3.3 Functional annotation of genes

DEGs observed in the wild species in response to TSWV infection were functionally annotated. The de novo assemblies included 107,043 transcripts, 149,877 transcripts, and 138,389 transcripts (non-significant and significant genes) of A. valida, A. stenosperma, and ValSten1, respectively.

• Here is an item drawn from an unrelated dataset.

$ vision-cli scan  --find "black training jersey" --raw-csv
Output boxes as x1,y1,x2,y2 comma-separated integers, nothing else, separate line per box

Gene ontology (GO) provided context for the functionality of genes and comprised three level 1 categories: biological process (BP), cellular component (CC), and molecular function (MF). GO terms within the BP category provided biological relevance by attributing biological objectives to gene products. Significantly enriched GO terms were determined by the Revigo tool (Supek et al., 2011) by comparing the GO terms distribution from DEGs to that of the entire transcriptome, also referred to as the background genes. DEG specific GO terms that were overrepresented were considered significantly enriched (p < 0.05) with respect to the background.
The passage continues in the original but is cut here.